この「冷戦システム」は、要すれば、核兵器のある世界で、共産主義勢力と世界大戦を経ずして、共産主義勢力の自滅を導く戦略であった。日本とアメリカの軍事同盟も、共産主義勢力との対抗のためのひとつのパーツであり、また日本の戦後復興と、自衛隊による再軍備を、あえて後押しした理由も、強力な「防共の壁」を東アジアに構築することが主目的であった。

 

1991年、遂にソ連は崩壊し冷戦は終結することとなった。同書の興味深い考察は、ソ連を自滅に追い込み、アメリカの完全勝利となった後、20年以上経過した現在においても、この「冷戦システム」が強固な体制として残り続けており、21世紀(中国の台頭)に対応できていないとのポイントである。

対応できていないどころか、改革の抵抗勢力となっている、と指摘している。ソ連が崩壊した後ですら、かつての冷戦システムにおいて既得権益を持つ人々(多くは保守派)は、システムを維持することを主目的に、中国を盲目的にソ連に代わる仮想敵国として再設定したがる傾向にあると分析している。

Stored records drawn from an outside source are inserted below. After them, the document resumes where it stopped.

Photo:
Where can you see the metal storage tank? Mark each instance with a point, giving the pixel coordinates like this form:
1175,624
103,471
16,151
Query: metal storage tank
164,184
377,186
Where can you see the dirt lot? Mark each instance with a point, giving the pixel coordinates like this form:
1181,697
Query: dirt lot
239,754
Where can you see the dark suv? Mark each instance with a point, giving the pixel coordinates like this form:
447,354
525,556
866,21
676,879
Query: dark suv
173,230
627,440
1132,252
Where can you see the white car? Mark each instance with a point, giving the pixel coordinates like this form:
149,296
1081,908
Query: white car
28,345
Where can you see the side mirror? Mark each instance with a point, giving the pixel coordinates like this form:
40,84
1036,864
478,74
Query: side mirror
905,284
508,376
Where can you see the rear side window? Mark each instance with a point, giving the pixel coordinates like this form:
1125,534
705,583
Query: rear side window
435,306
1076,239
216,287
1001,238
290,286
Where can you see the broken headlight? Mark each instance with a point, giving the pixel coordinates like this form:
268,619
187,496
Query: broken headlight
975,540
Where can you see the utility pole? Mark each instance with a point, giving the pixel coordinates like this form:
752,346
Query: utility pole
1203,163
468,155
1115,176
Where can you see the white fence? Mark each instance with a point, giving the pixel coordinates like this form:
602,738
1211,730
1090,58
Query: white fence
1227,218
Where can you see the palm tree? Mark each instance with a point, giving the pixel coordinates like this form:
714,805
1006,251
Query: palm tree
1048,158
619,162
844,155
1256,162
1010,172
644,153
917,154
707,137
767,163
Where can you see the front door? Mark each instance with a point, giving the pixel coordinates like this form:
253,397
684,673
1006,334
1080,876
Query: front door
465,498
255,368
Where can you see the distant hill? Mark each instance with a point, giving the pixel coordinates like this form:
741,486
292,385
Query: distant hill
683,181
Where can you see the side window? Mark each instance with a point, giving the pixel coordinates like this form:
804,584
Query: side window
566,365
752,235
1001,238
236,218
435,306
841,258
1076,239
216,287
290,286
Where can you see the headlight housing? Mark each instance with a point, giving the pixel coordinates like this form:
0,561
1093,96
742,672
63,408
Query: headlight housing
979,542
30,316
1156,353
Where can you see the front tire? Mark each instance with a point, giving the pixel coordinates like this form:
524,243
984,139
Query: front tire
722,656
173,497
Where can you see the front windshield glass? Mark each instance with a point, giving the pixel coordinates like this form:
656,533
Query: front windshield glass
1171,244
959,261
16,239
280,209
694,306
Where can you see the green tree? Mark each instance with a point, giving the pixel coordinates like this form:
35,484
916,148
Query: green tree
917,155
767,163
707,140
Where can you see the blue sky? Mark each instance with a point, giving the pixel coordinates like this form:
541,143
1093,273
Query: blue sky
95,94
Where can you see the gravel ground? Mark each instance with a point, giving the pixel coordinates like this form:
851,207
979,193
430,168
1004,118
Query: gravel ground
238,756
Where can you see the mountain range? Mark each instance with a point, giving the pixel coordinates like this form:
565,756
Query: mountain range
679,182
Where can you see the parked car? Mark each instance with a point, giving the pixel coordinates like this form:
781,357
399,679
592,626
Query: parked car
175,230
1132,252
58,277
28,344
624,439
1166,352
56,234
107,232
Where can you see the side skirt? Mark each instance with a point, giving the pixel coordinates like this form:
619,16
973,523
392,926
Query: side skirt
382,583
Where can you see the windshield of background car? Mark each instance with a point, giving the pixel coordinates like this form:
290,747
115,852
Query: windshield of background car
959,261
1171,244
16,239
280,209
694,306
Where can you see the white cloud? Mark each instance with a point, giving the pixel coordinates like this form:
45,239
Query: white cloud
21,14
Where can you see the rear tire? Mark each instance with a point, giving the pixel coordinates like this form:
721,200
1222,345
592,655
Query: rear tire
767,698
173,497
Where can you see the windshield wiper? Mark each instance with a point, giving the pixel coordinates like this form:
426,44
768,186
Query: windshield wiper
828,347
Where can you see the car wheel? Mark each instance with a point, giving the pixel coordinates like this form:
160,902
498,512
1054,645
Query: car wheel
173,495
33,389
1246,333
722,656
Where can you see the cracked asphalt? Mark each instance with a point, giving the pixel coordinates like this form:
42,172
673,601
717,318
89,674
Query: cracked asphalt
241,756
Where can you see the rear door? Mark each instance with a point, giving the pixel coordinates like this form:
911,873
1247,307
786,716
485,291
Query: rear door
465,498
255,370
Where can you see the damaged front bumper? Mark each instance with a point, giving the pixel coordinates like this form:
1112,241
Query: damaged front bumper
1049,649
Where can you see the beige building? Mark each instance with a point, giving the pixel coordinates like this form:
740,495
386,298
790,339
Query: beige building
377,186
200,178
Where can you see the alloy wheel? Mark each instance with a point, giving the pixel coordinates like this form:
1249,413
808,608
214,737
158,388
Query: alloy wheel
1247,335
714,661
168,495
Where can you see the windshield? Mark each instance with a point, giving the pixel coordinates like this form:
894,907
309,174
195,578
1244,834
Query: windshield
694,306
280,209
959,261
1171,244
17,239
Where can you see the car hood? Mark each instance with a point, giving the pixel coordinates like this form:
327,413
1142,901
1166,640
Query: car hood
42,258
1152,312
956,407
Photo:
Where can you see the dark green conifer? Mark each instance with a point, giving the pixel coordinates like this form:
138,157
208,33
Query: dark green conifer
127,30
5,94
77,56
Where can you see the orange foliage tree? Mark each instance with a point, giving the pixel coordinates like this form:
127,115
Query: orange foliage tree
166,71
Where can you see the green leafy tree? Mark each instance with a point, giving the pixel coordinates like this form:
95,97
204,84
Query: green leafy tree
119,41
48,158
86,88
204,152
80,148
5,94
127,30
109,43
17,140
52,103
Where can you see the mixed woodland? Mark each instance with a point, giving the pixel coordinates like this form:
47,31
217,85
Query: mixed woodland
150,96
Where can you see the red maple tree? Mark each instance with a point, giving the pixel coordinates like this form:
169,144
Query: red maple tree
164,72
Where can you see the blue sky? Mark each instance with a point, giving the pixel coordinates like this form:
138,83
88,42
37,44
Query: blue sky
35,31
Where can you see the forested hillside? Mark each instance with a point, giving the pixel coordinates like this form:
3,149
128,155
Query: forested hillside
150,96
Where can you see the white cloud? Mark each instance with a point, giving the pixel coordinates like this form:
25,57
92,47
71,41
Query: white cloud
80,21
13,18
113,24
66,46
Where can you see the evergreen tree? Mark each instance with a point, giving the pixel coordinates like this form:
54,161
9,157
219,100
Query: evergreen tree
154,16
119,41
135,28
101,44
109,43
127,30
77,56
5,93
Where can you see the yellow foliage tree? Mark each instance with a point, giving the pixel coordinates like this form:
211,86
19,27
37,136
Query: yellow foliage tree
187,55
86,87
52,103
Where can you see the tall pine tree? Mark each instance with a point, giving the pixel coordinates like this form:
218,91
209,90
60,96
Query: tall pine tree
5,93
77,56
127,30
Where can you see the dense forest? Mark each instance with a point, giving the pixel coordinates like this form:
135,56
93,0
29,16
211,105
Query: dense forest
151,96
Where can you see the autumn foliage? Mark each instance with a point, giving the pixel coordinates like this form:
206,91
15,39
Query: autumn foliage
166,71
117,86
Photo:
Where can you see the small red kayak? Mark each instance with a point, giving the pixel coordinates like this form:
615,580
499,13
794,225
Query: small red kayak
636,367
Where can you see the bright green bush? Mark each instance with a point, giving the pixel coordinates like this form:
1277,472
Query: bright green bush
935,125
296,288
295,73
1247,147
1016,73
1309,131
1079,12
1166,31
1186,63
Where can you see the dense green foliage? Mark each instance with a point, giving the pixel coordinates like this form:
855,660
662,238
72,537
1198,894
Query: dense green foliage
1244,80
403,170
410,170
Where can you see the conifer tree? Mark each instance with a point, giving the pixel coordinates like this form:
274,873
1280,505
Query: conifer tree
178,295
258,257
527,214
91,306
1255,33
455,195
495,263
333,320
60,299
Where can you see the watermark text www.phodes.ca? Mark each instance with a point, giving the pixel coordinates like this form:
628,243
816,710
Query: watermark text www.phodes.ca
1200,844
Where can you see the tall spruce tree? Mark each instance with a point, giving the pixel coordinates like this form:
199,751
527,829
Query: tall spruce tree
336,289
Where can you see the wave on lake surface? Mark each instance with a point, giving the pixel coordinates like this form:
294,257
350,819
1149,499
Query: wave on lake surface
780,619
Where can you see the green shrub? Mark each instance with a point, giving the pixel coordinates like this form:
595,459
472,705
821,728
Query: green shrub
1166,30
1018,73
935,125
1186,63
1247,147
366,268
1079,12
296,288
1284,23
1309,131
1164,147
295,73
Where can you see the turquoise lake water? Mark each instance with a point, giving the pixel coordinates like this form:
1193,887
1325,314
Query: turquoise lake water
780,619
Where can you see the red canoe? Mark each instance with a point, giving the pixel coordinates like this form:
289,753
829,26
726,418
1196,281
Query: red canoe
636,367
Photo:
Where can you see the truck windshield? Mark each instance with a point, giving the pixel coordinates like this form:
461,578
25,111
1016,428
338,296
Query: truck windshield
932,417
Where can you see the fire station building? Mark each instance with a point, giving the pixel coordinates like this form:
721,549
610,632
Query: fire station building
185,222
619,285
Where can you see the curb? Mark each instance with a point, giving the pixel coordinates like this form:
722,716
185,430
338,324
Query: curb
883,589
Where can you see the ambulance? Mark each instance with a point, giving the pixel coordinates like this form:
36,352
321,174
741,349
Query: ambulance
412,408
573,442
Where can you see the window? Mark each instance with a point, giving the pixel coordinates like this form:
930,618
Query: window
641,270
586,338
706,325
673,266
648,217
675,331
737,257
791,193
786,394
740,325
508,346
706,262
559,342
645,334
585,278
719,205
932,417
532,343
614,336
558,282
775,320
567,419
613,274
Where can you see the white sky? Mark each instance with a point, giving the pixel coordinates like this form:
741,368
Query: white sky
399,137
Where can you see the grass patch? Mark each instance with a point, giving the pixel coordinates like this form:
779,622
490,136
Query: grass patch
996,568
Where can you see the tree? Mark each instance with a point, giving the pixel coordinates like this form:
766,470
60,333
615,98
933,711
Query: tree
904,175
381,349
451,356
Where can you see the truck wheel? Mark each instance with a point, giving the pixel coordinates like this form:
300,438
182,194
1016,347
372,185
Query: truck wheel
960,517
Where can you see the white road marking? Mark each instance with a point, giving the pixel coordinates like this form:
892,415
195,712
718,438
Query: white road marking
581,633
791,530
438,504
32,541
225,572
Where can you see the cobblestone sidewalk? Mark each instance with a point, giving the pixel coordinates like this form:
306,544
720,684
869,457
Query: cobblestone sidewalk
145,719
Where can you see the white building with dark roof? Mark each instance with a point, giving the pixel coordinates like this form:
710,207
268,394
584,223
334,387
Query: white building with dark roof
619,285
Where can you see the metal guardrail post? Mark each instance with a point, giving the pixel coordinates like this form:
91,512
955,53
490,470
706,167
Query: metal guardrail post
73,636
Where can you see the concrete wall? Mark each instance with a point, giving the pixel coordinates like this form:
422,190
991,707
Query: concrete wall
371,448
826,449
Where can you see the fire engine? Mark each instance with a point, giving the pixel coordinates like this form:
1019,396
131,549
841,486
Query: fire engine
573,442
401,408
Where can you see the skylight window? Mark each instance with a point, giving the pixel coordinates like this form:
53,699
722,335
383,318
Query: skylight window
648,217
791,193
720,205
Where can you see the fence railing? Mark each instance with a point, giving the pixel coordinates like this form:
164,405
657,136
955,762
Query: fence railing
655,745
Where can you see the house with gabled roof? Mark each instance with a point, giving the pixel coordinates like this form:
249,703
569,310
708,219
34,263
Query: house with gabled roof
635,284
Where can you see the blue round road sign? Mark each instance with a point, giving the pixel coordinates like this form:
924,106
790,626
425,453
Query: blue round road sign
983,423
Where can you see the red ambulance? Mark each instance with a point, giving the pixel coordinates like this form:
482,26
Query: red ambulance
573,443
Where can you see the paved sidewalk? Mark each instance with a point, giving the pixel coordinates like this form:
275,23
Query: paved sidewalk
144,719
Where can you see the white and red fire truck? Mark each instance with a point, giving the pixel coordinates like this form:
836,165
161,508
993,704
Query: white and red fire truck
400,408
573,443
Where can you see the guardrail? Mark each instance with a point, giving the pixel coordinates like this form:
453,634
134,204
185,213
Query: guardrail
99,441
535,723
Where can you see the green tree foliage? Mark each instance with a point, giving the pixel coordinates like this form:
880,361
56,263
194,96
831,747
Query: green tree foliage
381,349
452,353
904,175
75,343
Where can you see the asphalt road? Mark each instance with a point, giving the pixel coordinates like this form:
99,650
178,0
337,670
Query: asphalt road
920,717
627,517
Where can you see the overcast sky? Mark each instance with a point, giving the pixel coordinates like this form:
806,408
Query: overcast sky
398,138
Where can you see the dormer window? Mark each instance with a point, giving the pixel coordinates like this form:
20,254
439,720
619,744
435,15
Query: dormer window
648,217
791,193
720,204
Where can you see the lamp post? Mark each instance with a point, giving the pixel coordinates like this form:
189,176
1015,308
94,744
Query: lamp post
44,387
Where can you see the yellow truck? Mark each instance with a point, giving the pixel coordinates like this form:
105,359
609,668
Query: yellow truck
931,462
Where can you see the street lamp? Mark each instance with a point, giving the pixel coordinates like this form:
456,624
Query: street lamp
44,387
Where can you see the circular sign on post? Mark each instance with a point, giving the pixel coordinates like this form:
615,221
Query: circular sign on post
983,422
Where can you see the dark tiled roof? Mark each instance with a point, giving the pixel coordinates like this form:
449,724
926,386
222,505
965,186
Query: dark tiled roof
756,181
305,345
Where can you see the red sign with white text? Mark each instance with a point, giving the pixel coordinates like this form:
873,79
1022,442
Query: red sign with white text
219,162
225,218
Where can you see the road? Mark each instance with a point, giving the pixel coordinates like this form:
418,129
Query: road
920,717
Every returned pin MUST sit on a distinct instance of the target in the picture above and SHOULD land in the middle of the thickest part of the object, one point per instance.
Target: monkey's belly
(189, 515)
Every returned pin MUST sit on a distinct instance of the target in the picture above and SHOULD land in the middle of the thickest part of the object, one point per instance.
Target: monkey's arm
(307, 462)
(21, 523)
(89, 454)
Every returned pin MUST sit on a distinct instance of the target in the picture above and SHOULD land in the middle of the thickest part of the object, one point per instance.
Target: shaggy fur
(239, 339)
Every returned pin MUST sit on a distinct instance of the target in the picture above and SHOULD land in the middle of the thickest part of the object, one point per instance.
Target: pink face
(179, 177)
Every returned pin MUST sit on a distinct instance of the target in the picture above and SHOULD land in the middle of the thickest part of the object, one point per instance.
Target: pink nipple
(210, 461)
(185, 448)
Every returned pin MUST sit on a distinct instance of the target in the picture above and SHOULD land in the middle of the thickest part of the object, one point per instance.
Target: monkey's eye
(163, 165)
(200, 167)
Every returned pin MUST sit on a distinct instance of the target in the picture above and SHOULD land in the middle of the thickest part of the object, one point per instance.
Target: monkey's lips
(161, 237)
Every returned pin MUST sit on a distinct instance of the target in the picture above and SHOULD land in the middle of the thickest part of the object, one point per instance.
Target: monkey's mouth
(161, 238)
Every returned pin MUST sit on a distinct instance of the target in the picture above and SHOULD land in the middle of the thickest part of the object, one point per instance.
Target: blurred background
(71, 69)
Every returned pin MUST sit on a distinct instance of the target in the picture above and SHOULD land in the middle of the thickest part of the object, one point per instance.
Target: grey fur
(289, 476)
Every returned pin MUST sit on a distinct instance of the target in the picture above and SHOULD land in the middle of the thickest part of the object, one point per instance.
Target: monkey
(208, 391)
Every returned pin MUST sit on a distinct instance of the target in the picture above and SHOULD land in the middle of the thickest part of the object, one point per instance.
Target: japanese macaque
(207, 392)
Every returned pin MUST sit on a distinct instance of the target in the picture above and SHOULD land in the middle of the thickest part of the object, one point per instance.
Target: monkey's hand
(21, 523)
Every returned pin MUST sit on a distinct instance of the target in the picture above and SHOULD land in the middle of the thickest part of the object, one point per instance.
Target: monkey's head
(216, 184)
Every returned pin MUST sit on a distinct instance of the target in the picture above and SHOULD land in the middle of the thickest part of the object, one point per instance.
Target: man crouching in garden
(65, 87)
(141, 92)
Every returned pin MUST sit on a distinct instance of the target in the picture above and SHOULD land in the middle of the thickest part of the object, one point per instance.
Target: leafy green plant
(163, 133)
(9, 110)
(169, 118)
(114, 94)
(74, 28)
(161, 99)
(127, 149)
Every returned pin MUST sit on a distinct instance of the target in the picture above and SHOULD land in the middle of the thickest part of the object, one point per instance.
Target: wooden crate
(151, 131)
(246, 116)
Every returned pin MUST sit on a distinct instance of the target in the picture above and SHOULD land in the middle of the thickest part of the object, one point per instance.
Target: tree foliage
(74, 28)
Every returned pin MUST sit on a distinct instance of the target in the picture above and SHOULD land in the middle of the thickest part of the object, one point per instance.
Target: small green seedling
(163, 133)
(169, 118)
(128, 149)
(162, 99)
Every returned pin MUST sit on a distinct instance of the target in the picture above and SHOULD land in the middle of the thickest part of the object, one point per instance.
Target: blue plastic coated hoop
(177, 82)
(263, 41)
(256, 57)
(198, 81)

中国との冷戦2.0に突入するのか、米中協調時代を迎えるのか、その判断のためには中国が「話しの通じる相手」かどうかを冷静に見極める必要があり、米中協調のG2体制がアメリカの国益にとってプラスになるのであれば、日米同盟を含めた既存の国家戦略の大幅見直しが必要となると論じている。

 

こうした議論に参加していると、日米同盟の脆弱性を規定するマクロファクターは、日本とアメリカの個別の関係だけではなく、米中関係の趨勢次第であることを痛感させられる。日本が同盟国としてアメリカに貢献することも重要である一方で、それだけでは独占的な立場を守ることはできないリスクがあることは、常に念頭に置いておく必要があると感じている。